It’s a document for building shared understanding of a topic. It expresses a technical solution, but can also communicate how it should be built or even document standards. The most important aspect of an RFC is that a written specification facilitates feedback and drives consensus. It is not a tool for approving or committing to ideas, but more so a collaborative practice to shape an idea and to find serious flaws early.

Please respect our community guidelines : keep it welcoming and safe by commenting on the idea not the people (especially the author); keep it tidy by keeping on topic; empower the community by keeping comments constructive. Thanks!

Summary of Project:

We’re improving the Atlassian Marketplace rating system to improve the customer evaluation process and empower customers in the Marketplace.

Publish: Jun 5, 2023
Discuss: Jun 19, 2023
Resolve: Jul 3, 2023

Problem

Atlassian’s marketplace provides a review mechanism that enables customers to rate and share their experiences with apps, thereby offering insightful feedback to prospective buyers and partners for enhancement. However, the current approach lacks the granularity to offer comprehensive evaluations, which can prompt users to seek alternative resources for further information. Consequently, Atlassian has implemented measures to counteract fraudulent reviews and improve the rating process. This Request for Comment (RFC) aims to augment the calculation logic and display of ratings within the marketplace.

What is the problem?

The ratings in the Atlassian Marketplace play a crucial role in helping customers evaluate an app. However, our current rating system has several limitations that may hinder customer decision-making. For instance, the absence of average rating numbers in our Marketplace’s sections makes it difficult for customers to determine an app’s usefulness accurately. Additionally, the visual representation of stars as a means of evaluating quality may not be inclusive since the color contrast ratio does not meet accessibility guidelines. Our star rating system’s visual representation also utilizes increments of 0.5, which may obscure distinctions between comparable apps with marginally different ratings. Furthermore, our 4-star rating system may deviate from some customers’ mental models of conventional rating systems, leading to ambiguity and difficulty in understanding reviewer sentiment. Finally, combining ratings across cloud, Data Center, and server versions can lead to imprecise assessments of an app’s performance, particularly when legacy ratings are given equal weightage as more recent ratings. To address these limitations, we are exploring alternative ways of presenting app ratings that provide customers with more precise and reliable feedback.

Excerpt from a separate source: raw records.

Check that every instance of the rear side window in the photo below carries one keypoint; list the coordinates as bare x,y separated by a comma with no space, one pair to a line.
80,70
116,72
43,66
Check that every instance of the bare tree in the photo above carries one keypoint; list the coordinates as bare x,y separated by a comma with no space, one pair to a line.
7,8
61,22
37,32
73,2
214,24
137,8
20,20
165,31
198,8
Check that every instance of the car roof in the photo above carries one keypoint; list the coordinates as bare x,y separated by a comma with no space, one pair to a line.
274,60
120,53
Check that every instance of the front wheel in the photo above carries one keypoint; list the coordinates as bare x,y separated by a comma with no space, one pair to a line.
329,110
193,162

How do we benefit by improving ratings on Marketplace ?

Establishing trust in the Atlassian Marketplace is of utmost importance to us. As a primary initiative, we have implemented Privacy and Security measures to bolster customer confidence. The evaluation process, including ratings and reviews, serves as a critical trust barometer for customers. Therefore, we are concentrating our efforts on enhancing the review system.

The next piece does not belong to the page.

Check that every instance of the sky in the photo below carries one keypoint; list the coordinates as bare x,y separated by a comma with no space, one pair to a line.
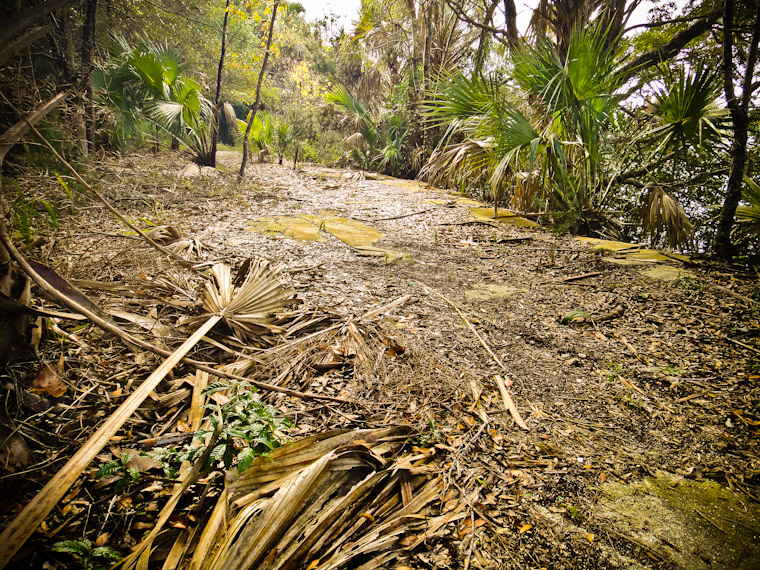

Our objective is to enable customers to provide more comprehensive and insightful feedback, and the rating enhancement will aid them in assessing the efficacy of apps more effectively. Enhancing the review system is conditional upon improving the rating system. At present, the ratings lack the necessary granularity to be truly beneficial for customers. To address this issue, we aim to shift towards a standardized 5-star rating system. This alteration will allow customers to provide more detailed feedback and facilitate better differentiation between apps based on their ratings. With the imminent conclusion of server hosting, it is even more crucial to segment ratings by hosting type. This ensures that customers can concentrate on hosting-specific ratings while providing cloud-oriented partners with an equitable appraisal.

In essence, our goal is to overhaul the current rating system by transitioning to a standardized 5-star rating system, introducing recency bias, and enabling hosting-specific ratings. These endeavors collectively strive to enhance customer trust and provide a more valuable and informative experience in the Atlassian Marketplace.

Proposed Solution and Change in user experience

Accurate representation of ratings: Improving the precision of rating representation involves two significant components: precise numeric ratings and fractional representation. Customers will be able to view the exact numerical rating values, which will facilitate clear visibility and ease of understanding. The rating system will incorporate fractional values in its visual representation, ensuring a higher degree of accuracy than the traditional 0.5-star increments.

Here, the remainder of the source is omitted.